Predicting users’ personality can be used to improve
numerous products and services. Digital systems and
devices (such as online stores or cars) could be designed to
adjust their behavior to best fit their users’ inferred profiles
[54]. For example, a car could adjust the parameters of the
engine and the music to the personality and current mood
of the driver. Also, the relevance of marketing and product
recommendations could be improved by adding psycho-
logical dimensions to current user models. For example,
online insurance advertisements might emphasize security
when facing emotionally unstable (neurotic) users but
stress potential threats when dealing with emotionally
stable ones. Moreover, digital footprint may provide a
convenient and reliable way to measure psychological
traits at a low cost. Such automated assessment could
prove to be more accurate and less prone to cheating and
misrepresentation than traditional questionnaires.
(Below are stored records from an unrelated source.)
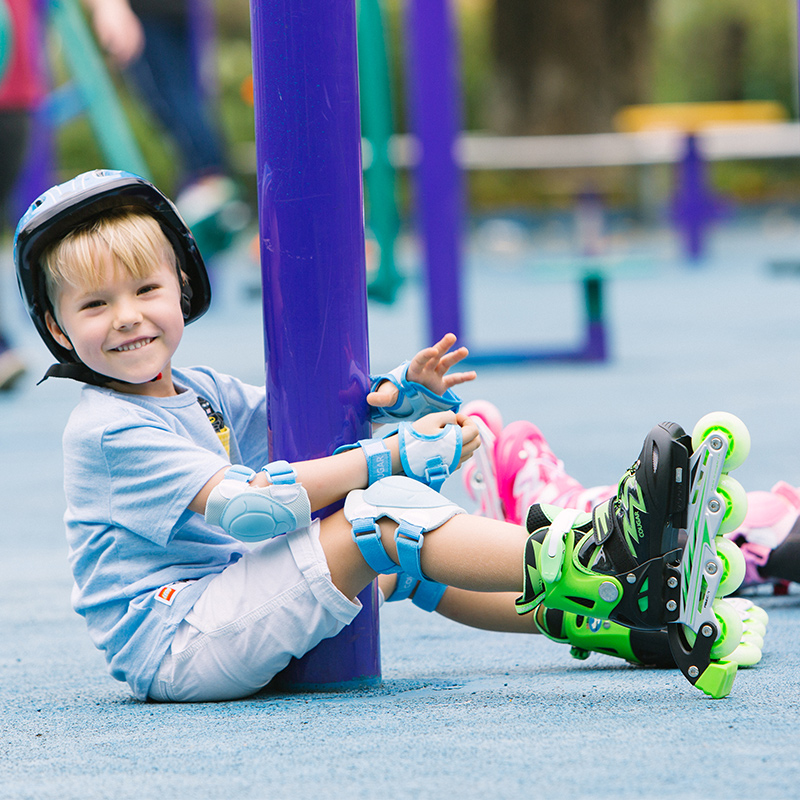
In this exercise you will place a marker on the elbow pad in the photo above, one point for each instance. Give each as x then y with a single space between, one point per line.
252 514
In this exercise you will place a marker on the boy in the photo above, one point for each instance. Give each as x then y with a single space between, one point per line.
200 578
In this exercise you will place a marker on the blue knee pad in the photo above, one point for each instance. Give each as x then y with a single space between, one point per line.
427 596
430 459
416 508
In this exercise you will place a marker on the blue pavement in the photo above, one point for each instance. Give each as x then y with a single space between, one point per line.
460 712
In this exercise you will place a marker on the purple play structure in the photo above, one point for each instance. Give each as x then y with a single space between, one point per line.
308 145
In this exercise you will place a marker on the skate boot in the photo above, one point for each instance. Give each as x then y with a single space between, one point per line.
587 635
626 563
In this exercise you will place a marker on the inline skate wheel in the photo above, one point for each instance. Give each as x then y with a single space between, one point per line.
730 628
729 426
733 566
735 498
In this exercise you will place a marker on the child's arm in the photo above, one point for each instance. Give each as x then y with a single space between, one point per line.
329 479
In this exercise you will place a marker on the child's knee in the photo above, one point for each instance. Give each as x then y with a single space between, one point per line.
396 512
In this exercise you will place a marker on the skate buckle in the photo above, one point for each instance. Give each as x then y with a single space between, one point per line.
552 555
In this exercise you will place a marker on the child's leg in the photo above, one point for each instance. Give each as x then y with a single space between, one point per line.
466 552
623 563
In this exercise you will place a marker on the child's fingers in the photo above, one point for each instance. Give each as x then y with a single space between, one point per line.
459 377
385 395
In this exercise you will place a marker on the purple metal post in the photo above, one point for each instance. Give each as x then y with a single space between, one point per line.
435 109
308 149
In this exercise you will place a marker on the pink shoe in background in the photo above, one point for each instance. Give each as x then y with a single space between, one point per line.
770 518
529 472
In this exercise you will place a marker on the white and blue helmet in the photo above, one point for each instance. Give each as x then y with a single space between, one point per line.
77 202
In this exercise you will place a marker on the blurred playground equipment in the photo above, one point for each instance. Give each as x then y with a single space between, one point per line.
89 90
694 206
438 153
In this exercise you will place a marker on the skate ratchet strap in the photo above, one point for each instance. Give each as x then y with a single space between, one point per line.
379 459
367 535
553 550
427 594
413 399
430 459
608 533
280 472
408 539
404 588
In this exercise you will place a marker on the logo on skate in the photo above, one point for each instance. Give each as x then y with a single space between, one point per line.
632 503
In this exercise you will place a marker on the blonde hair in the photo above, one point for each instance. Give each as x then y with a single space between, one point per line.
133 238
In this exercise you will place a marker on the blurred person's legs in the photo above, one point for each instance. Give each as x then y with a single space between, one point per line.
14 132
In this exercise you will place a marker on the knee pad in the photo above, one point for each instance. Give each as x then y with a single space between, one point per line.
413 399
252 514
417 509
430 459
427 594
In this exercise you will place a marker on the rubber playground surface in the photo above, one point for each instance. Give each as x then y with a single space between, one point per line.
459 712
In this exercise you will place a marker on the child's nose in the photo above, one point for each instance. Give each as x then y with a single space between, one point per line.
127 313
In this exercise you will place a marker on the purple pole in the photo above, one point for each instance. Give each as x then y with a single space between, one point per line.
308 149
433 89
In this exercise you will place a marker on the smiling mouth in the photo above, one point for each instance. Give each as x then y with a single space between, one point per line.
139 343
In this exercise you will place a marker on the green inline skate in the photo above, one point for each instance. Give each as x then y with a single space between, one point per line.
630 562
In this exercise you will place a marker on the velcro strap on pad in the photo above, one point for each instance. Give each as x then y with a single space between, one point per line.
430 459
415 508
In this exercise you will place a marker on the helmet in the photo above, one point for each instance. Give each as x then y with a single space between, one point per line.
60 209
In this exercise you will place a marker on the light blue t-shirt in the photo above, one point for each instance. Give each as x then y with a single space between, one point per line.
132 465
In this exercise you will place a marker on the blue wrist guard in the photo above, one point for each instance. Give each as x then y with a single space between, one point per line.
252 514
379 459
430 459
413 400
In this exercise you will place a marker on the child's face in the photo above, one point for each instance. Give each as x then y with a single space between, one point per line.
127 328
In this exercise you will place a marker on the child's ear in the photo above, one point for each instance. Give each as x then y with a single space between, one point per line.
56 332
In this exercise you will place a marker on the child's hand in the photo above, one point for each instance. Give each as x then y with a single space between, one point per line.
429 368
432 424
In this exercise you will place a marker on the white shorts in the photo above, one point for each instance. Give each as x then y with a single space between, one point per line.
276 602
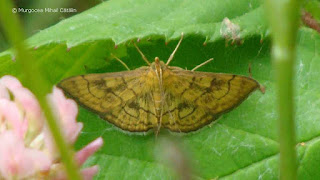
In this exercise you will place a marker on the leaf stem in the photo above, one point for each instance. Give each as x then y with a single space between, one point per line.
284 21
35 82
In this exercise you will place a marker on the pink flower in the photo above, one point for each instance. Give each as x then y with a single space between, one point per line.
27 149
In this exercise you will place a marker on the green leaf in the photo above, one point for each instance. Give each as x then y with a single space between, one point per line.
243 143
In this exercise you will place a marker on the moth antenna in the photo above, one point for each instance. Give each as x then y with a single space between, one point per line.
202 64
124 64
142 55
175 50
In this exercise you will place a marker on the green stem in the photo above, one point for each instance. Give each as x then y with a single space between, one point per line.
284 21
36 83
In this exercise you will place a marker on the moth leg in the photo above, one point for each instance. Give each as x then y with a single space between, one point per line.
202 64
175 50
124 64
141 53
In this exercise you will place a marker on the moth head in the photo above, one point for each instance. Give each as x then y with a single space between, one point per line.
157 64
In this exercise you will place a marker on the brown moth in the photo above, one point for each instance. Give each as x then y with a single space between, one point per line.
159 95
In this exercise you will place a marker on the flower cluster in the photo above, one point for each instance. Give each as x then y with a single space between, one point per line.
27 150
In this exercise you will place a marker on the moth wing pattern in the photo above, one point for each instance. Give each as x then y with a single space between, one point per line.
195 99
122 98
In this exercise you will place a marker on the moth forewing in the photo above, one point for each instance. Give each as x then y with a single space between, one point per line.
159 95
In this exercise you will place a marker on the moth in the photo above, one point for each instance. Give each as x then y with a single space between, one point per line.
159 96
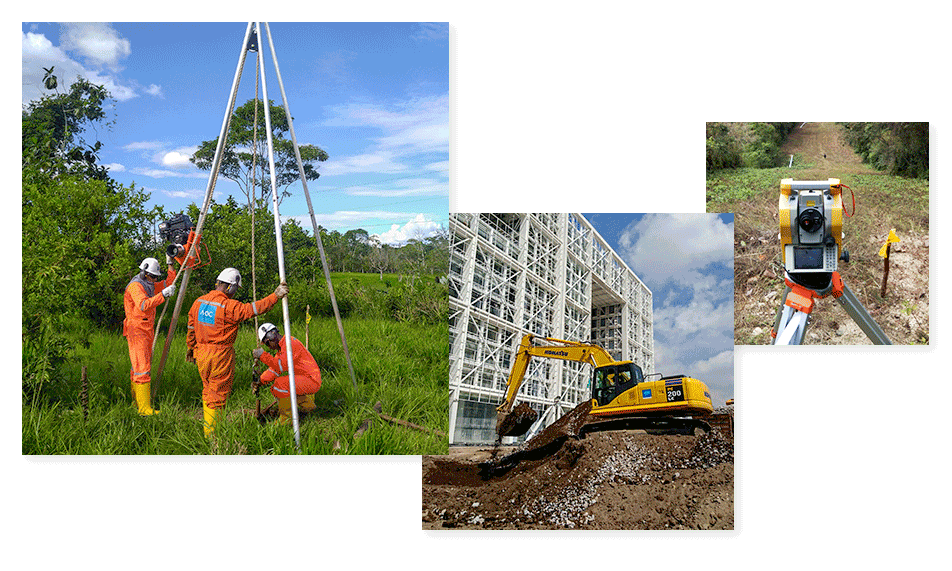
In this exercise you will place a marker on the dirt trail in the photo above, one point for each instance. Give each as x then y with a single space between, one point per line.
823 145
607 480
903 313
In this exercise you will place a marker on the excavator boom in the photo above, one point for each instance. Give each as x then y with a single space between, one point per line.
619 389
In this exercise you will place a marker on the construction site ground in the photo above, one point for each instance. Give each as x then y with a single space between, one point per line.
882 202
611 480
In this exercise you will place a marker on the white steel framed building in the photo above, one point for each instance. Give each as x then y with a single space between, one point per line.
551 275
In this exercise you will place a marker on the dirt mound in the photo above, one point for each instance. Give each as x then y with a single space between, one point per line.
608 480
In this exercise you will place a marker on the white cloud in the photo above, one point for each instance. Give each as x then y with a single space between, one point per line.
440 166
97 48
164 173
659 247
369 162
419 125
402 187
99 43
418 228
716 371
432 31
143 145
693 306
176 159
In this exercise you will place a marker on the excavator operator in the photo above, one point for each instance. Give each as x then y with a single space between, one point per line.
212 328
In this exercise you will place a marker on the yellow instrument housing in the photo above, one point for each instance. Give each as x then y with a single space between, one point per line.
788 208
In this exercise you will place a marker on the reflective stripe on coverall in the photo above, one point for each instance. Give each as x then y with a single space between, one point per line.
212 329
307 375
140 301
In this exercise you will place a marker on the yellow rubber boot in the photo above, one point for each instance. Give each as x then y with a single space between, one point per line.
208 424
306 403
284 410
143 395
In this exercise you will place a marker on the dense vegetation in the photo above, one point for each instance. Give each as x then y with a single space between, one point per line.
84 235
900 149
754 145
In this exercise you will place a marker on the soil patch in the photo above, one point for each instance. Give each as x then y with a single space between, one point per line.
607 480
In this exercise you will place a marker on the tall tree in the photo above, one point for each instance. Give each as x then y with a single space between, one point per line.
54 127
245 156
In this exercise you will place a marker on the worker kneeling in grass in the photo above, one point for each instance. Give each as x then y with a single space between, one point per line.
307 375
212 330
139 301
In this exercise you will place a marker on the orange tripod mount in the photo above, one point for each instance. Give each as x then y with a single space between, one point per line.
794 315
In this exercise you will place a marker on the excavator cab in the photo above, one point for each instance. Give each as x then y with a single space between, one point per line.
612 380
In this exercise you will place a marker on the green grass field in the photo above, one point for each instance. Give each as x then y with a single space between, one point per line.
403 366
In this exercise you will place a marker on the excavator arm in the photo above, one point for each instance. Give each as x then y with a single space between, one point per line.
513 422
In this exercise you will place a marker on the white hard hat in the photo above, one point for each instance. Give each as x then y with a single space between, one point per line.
150 266
230 276
264 330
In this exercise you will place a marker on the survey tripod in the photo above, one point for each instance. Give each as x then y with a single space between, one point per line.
797 303
811 245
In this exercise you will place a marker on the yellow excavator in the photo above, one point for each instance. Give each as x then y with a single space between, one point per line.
622 397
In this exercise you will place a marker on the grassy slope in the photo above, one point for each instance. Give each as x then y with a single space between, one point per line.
401 365
882 202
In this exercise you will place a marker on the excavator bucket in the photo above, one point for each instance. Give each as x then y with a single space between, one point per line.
517 422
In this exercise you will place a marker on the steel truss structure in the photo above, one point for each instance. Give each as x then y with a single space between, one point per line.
548 274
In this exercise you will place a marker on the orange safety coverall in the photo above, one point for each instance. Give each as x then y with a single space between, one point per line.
307 375
140 301
212 329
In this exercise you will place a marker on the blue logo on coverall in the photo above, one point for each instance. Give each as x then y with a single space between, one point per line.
206 314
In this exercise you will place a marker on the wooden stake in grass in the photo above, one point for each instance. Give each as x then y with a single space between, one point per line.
84 394
884 253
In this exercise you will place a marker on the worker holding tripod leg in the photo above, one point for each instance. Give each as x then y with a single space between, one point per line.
212 329
139 301
307 375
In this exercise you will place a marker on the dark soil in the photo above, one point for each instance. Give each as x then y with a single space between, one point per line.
607 480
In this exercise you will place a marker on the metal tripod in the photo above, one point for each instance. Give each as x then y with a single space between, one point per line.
793 317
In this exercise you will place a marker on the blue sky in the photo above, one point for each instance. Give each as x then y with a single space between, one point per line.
375 97
687 261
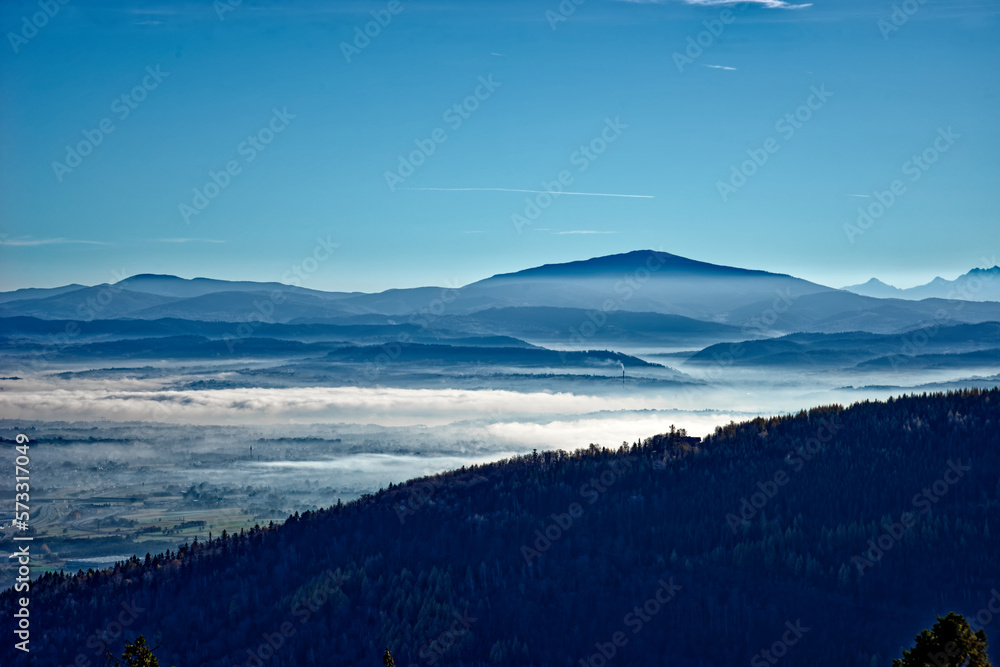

Furthermore, it is likely that new insights into
individual differences in human behavior offered by big
social data will fuel the emergence of new, more accurate,
robust models describing individuals and societies [5]. The
translation of big social data into models and policies calls
for a new wave of multidisciplinary collaborations between
fields as diverse as psychology, social sciences, linguistics,
computer science, and applied mathematics (perhaps
under the banner of computational social psychology).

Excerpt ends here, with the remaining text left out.